Oggi mercoledì 7 marzo 2012 alle ore 18.00, presso la Sala “Teresina Degan” della Biblioteca Civica di Pordenone, ci sarà il quarto appuntamento con le Conversazioni sul Postmoderno. Letture critiche del nostro tempo organizzato in collaborazione tra Biblioteca Civica, Liceo Leopardi-Majorana e Società Filosofica Italiana Sezione Friuli Venezia Giulia. L’ingresso è libero a tutta la cittadinanza. Nello specifico interverrà Francesco Stoppa.

Abstract

Secondo modi e logiche che variano di epoca in epoca, la civiltà corre sempre un medesimo rischio: che i suoi dispositivi simbolici (di conoscenza, misurazione, organizzazione della realtà) e gli ideali di progresso che la percorrono perdano di vista i fondamenti etici che dovrebbero orientarne gli sviluppi possibili. Questo rischio si è fatto oggi talmente evidente che “la macchina”, raggiunta una potenza senza precedenti al punto di rendersi quasi autoreferenziale, riserva dei compiti esclusivamente funzionali o di manutenzione alla presenza umana che dovrebbe invece abitarla e dirigerla.

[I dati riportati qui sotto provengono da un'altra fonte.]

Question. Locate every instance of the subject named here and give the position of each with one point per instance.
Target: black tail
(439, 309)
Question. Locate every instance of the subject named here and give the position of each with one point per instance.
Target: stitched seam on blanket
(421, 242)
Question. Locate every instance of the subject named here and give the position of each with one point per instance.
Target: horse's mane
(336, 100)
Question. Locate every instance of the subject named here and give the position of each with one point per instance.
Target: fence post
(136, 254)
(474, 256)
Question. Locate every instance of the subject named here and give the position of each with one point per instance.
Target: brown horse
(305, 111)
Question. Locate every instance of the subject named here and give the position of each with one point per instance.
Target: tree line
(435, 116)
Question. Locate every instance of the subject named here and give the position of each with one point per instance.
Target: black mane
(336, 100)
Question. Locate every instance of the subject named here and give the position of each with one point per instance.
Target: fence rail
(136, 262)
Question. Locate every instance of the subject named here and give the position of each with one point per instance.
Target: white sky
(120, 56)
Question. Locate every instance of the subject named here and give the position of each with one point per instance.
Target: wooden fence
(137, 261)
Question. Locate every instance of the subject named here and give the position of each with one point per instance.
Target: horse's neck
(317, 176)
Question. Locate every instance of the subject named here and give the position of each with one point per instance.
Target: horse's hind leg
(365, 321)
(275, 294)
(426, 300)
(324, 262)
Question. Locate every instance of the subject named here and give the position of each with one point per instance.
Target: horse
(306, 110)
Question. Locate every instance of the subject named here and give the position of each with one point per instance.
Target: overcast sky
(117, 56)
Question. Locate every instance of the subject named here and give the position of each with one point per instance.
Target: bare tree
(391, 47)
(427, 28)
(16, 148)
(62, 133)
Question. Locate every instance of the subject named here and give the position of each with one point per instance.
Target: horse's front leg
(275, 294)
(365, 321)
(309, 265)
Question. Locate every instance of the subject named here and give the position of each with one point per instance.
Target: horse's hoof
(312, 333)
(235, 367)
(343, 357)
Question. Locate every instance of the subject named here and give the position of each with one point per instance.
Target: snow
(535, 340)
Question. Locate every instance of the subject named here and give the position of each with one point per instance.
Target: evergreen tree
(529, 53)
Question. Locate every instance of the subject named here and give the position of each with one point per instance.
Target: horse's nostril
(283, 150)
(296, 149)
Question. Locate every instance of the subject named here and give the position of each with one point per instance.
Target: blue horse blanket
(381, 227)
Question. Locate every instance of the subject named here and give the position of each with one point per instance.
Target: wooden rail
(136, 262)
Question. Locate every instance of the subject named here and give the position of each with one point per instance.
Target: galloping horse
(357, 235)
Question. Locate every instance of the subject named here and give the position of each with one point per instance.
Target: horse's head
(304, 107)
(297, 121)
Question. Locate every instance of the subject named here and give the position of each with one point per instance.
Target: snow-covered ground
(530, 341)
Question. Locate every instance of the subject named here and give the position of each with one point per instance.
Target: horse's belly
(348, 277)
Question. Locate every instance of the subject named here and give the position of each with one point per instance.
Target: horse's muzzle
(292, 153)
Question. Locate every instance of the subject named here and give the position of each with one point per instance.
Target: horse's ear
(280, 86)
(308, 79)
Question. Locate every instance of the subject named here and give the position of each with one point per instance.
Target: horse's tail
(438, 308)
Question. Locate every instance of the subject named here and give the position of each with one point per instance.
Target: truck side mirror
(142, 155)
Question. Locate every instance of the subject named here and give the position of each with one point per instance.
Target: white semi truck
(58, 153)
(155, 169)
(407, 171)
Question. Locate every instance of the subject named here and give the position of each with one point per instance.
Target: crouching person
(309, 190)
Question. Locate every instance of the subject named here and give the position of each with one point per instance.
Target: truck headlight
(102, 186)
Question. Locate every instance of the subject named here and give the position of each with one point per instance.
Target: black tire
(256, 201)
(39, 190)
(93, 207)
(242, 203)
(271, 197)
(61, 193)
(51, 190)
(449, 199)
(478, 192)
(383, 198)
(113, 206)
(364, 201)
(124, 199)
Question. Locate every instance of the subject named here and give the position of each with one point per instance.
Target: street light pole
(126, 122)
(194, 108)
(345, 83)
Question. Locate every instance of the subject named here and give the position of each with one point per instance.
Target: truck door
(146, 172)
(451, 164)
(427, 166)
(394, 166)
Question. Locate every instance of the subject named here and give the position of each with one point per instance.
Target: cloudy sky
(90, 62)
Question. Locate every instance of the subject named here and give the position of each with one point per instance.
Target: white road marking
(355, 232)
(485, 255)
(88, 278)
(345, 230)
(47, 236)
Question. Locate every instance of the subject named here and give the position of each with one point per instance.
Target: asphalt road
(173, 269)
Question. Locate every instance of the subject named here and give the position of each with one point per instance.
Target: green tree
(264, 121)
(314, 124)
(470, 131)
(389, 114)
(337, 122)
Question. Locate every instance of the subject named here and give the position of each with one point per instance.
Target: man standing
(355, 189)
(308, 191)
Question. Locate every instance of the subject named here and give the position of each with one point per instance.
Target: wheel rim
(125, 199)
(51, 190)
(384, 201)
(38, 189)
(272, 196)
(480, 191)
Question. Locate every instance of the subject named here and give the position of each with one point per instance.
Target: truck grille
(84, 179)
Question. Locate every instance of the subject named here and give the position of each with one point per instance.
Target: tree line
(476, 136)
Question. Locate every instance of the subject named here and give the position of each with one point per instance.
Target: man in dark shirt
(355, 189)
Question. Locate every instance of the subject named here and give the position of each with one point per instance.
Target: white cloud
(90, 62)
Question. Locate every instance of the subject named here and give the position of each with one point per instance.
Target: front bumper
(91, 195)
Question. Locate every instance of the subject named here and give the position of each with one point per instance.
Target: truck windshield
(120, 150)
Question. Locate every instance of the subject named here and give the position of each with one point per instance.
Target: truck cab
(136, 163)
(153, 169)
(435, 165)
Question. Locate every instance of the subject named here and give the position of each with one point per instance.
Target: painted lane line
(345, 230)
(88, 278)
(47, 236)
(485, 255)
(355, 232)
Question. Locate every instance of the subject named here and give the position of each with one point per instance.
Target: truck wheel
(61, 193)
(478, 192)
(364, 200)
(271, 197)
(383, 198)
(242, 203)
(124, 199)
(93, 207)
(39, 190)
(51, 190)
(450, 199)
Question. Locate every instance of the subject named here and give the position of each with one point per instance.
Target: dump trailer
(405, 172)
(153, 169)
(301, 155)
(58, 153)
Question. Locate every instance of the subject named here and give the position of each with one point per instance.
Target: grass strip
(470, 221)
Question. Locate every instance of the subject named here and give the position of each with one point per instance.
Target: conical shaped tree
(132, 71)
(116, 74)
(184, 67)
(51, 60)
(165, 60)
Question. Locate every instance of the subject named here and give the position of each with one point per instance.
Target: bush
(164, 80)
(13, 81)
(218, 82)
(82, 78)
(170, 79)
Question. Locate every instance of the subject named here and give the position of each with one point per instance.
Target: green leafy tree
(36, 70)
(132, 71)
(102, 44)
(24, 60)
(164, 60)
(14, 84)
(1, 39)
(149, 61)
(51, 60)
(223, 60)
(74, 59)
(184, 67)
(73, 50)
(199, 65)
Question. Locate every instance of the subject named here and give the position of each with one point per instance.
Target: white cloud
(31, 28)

I linguaggi d’oggi (cibernetici, tecnologici, mediatici, pubblicitari, burocratici, finanziari), con il loro livello di sofisticata astrazione, l’anonimato e la pervasività che li caratterizza, sembrano perciò poter funzionare “in automatico” e fare di conseguenza a meno di qualsivoglia cifra soggettiva; quest’ultima appare anzi, a questo punto, più che una risorsa, un intoppo che rallenta e complica il dinamismo serializzato e protocollare di gestione del mondo. Un simile modello di sviluppo ha tra i suoi effetti collaterali, se non tra i suoi fini, la deresponsabilizzazione delle persone e l’impoverimento del tessuto comunitario della società (inteso come serbatoio di affetti e valori indispensabili per garantire il connotato umano del legame sociale).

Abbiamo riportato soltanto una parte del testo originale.